Tiny Great Languages: Lisp

This is part 4 from series “Tiny Great Languages”.

Done with the concatenative language MOUSE, we can now turn our attention to another small and elegant language from way back: Lisp. Lisp is famous for its minimalist syntax (similar to Forth, the parser is almost nonexistent) and its clear, logical evaluation rules.

Created by John McCarthy in 1958, Lisp introduced ideas that forever changed how we think about programming. The language focused on recursion and symbolic computation, showing that with just a few operators and lambdas (anonymous functions), you can easily implement almost anything.
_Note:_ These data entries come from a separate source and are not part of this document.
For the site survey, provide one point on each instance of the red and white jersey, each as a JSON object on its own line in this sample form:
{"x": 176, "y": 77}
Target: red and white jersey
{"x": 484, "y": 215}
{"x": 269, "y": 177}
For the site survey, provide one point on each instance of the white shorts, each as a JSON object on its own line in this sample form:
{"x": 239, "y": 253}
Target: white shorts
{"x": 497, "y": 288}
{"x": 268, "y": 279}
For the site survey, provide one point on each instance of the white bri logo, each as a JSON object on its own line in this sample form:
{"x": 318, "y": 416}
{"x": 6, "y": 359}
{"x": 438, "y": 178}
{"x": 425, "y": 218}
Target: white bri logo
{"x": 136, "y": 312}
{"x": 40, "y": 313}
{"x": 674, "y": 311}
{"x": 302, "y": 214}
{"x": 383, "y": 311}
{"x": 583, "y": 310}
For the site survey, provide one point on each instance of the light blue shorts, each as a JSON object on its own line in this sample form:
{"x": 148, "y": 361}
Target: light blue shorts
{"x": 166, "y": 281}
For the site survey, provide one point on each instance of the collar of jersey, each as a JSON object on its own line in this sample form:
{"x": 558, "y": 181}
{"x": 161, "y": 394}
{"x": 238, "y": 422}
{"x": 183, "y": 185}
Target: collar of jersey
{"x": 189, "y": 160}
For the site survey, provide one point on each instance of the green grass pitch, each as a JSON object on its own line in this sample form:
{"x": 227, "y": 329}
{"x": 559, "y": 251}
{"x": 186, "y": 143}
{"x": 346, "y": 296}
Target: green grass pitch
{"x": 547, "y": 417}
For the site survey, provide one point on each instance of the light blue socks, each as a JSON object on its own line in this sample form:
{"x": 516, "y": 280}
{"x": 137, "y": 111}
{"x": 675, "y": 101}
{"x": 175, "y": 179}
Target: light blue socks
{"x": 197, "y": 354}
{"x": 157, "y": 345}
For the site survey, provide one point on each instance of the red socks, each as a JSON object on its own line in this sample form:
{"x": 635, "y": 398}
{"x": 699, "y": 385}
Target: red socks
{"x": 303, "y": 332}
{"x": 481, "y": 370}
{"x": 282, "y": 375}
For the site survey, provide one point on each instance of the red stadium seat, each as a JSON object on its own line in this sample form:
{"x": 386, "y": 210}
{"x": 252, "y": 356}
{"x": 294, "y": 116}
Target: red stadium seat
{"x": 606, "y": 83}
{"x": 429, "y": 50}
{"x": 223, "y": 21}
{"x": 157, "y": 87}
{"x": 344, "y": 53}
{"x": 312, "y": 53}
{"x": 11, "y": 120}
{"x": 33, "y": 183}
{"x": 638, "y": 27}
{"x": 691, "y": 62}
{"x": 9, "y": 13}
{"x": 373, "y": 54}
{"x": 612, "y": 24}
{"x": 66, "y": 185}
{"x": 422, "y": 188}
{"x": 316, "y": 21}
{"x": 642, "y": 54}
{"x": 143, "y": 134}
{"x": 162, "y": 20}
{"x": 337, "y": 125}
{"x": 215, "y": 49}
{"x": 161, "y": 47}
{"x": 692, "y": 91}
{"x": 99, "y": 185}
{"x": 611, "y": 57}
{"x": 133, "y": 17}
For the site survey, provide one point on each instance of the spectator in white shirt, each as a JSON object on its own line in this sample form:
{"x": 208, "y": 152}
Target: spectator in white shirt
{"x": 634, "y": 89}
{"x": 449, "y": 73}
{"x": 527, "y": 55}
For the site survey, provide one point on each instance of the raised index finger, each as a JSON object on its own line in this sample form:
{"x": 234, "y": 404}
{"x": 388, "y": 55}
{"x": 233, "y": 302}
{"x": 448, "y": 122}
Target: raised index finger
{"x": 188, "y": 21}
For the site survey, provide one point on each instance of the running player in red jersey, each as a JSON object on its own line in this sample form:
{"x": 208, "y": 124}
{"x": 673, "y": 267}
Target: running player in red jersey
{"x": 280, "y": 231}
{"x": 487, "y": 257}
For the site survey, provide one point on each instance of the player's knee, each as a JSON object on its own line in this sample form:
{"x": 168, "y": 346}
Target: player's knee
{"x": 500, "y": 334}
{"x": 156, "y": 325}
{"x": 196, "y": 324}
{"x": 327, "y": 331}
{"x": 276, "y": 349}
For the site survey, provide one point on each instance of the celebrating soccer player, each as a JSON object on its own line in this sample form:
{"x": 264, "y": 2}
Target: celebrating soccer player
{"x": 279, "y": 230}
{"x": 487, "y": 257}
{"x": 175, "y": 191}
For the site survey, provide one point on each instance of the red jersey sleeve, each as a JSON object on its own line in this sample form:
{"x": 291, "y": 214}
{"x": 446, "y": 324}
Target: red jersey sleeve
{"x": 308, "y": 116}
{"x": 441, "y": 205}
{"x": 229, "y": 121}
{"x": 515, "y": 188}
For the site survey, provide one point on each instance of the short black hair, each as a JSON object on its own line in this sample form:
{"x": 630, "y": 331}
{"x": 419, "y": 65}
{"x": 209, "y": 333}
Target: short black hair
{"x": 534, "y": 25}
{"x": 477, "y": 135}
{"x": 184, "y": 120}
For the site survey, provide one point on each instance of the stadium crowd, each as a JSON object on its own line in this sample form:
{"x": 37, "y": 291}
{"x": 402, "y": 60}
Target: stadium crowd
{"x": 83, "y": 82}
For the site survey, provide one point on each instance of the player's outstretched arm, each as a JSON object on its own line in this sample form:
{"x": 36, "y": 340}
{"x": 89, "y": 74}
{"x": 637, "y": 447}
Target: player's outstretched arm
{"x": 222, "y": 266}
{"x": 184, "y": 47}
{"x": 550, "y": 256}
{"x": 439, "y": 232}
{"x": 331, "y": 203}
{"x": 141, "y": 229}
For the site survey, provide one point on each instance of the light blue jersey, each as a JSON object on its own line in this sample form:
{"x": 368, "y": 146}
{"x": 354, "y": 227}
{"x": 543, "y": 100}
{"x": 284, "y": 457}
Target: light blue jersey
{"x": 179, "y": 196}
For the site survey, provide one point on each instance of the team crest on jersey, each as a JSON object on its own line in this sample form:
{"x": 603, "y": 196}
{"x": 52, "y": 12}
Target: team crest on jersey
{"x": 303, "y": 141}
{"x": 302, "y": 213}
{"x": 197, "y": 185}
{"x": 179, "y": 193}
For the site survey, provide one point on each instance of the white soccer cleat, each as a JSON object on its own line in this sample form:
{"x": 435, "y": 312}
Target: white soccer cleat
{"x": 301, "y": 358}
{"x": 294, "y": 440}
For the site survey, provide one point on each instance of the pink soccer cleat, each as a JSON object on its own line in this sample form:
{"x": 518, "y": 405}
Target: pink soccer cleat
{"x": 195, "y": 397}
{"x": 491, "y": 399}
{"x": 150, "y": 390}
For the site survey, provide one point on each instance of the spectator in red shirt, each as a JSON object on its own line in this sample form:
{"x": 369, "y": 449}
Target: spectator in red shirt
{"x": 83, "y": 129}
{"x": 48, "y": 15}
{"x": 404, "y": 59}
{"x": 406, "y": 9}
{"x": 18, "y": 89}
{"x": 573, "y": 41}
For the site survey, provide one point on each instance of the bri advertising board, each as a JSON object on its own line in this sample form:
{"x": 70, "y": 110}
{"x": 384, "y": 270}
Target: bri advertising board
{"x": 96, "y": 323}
Interestingly, the original Lisp syntax wasn’t the parentheses-heavy version we know today. It started with M-expressions: car[cons[A,B]], which looks more like how modern languages call functions. However, S-expressions – a simpler and more uniform syntax – quickly took over. That’s the Lisp syntax we use today, with all those parentheses.

S-expressions fit beautifully with Lisp’s core idea that “code is data”. In Lisp, everything follows the same structure and can be processed in the same way. This flexibility is why macros in Lisp can manipulate code just like any other data.
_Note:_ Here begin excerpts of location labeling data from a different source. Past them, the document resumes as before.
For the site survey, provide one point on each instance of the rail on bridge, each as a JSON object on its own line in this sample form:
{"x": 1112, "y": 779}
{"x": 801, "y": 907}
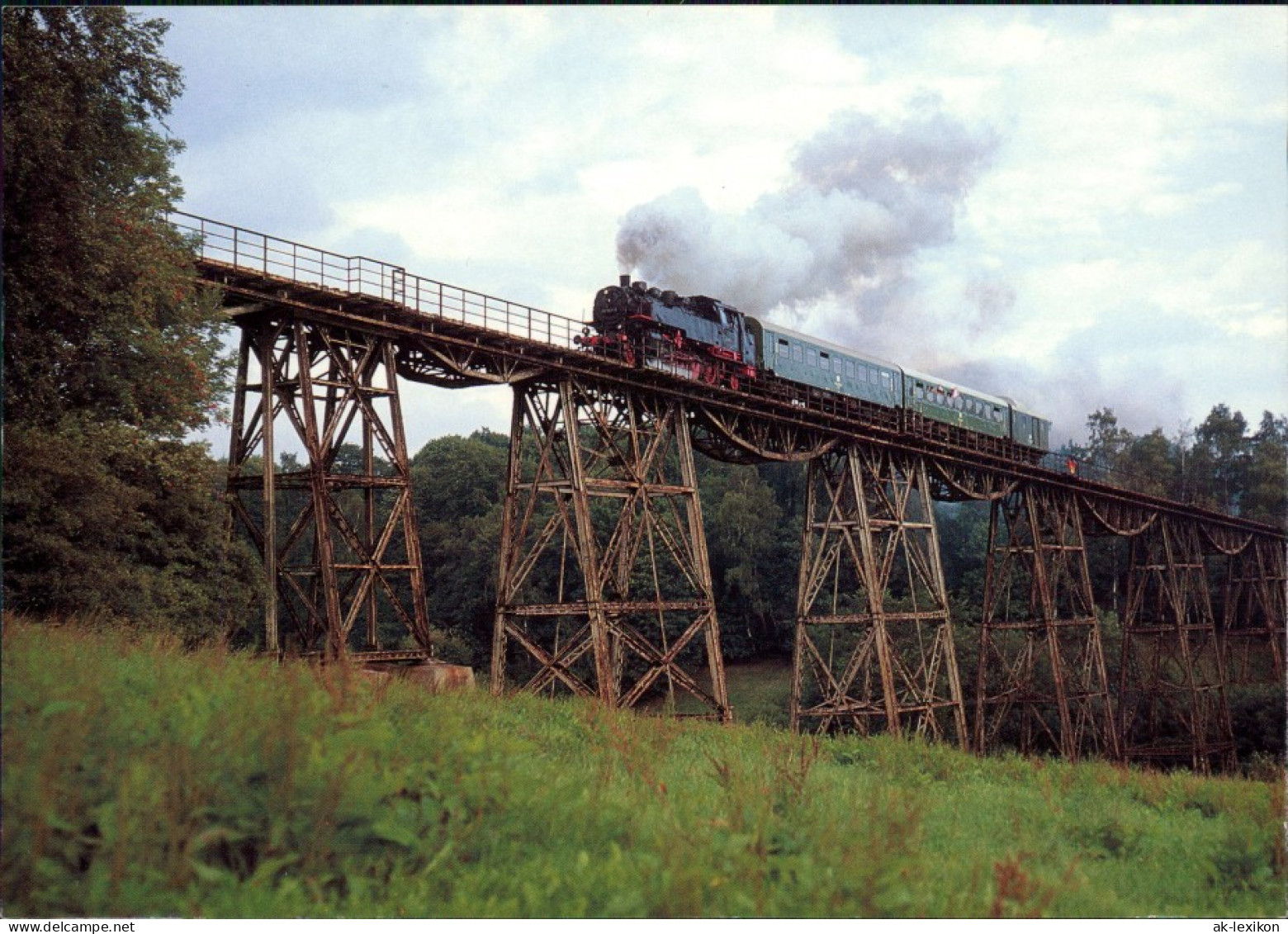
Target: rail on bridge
{"x": 604, "y": 586}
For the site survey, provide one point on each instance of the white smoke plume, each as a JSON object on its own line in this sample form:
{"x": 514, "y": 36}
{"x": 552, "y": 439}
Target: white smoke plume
{"x": 864, "y": 199}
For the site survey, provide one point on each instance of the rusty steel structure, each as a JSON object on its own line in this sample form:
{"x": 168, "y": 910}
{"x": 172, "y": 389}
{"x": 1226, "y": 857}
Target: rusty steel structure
{"x": 602, "y": 496}
{"x": 604, "y": 588}
{"x": 1041, "y": 656}
{"x": 1172, "y": 701}
{"x": 874, "y": 643}
{"x": 338, "y": 533}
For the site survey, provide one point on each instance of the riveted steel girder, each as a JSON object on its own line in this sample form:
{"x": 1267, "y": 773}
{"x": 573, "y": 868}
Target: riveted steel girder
{"x": 336, "y": 531}
{"x": 1171, "y": 701}
{"x": 874, "y": 639}
{"x": 604, "y": 586}
{"x": 1252, "y": 612}
{"x": 1042, "y": 683}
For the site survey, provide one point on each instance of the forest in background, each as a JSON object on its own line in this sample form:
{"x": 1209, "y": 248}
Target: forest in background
{"x": 114, "y": 357}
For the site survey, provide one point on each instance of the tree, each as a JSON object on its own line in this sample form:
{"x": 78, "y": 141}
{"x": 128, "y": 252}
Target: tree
{"x": 1267, "y": 494}
{"x": 1220, "y": 458}
{"x": 1106, "y": 439}
{"x": 111, "y": 353}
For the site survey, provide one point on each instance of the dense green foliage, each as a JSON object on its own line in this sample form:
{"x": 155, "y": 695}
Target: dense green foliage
{"x": 111, "y": 353}
{"x": 1217, "y": 465}
{"x": 143, "y": 781}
To build a Lisp, all you need is a parser for S-expressions and an eval() function to evaluate the resulting syntax tree (or list of lists).

Lisp 1.5

There is a famous reference from the Lisp 1.5 manual (page 13, for the curious) shows Lisp implemented in itself:

apply[fn;x;a] =
     [atom[fn] -> [eq[fn;CAR] -> caar[x];
                  eq[fn;CDR] -> cdar[x];
                  eq[fn;CONS] -> cons[car[x];cadr[x]];
                  eq[fn;ATOM] -> atom[car[x]];
                  eq[fn;EQ] -> eq[car[x];cadr[x]];
                  T -> apply[eval[fn;a];x;a]];
     eq[car[fn];LAMBDA] -> eval[caddr[fn];pairlis[cadr[fn];x;a]];
     eq[car[fn];LABEL] -> apply[caddr[fn];x;cons[cons[cadr[fn];
                               caddr[fn]];a]]]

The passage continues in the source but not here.